Le directeur de la CIA, John Ratcliffe, a qualifié cette publication d’« acte de transparence exceptionnel ». Il s’agit, selon lui, de la plus grande divulgation de briefings quotidiens présidentiels déclassifiés jamais réalisée par l’agence. Ces documents, préparés à l’intention des plus hauts responsables du gouvernement américain, couvrent une période allant de février 1998 au lendemain des attaques.

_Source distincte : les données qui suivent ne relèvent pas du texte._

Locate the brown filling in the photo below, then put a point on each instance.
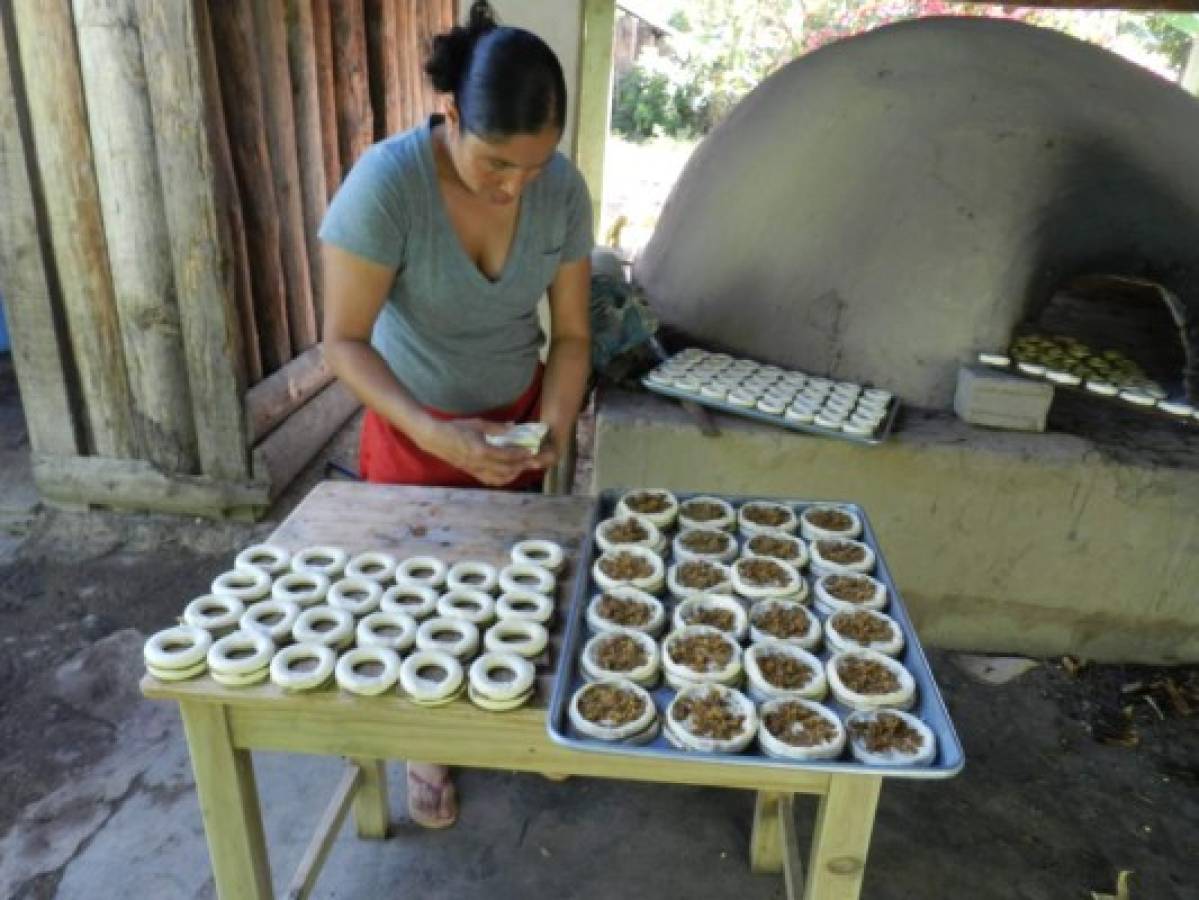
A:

Le plus ancien des textes rendus publics, daté de février 1998 et adressé au président Bill Clinton, portait le titre « Terroristes cherchant une capacité en armes de destruction massive » et mentionnait déjà Ben Laden parmi d’autres extrémistes islamistes. À l’autre extrémité de la chronologie, un rapport du 12 septembre 2001 indiquait, selon une source, que les attentats avaient été planifiés deux ans à l’avance et visaient également le Capitole américain.
Un document d’avril 1998 décrivait le refus des talibans de livrer Ben Laden, alors considéré comme leur « invité » en Afghanistan. Leur « gratitude pour son aide durant l’occupation soviétique » les rendait, selon le texte, « réticents à l’aliéner en surveillant ou en contrôlant ses activités ».
Cinq mois plus tard, un briefeur notait que l’option privilégiée de Ben Laden était de « frapper les États-Unis sur leur propre sol, à Washington » et qu’al-Qaïda « pourrait faire s’écraser un avion chargé d’explosifs sur une ville américaine ». En décembre 1998, d’autres documents évoquaient des répétitions de détournements d’avions : des membres du réseau Ben Laden auraient « contourné les contrôles de sécurité lors d’un essai récent dans un aéroport non identifié de New York » et « certains membres du réseau ont reçu une formation au détournement ».
Les services de renseignement suivaient par ailleurs la recherche par Ben Laden de matériaux pour fabriquer des « bombes sales », ces engins conventionnels contaminés à des matières radioactives. Dès juin 1999, ses opérateurs auraient conduit des expériences avec des explosifs pour « augmenter leur puissance ».
De nombreux passages restent caviardés afin de protéger l’identité des sources. Les documents ne semblent pas apporter d’éléments inédits sur la planification des attaques, qui ont coûté la vie à près de 3 000 personnes et profondément reconfiguré la politique de sécurité nationale des États-Unis.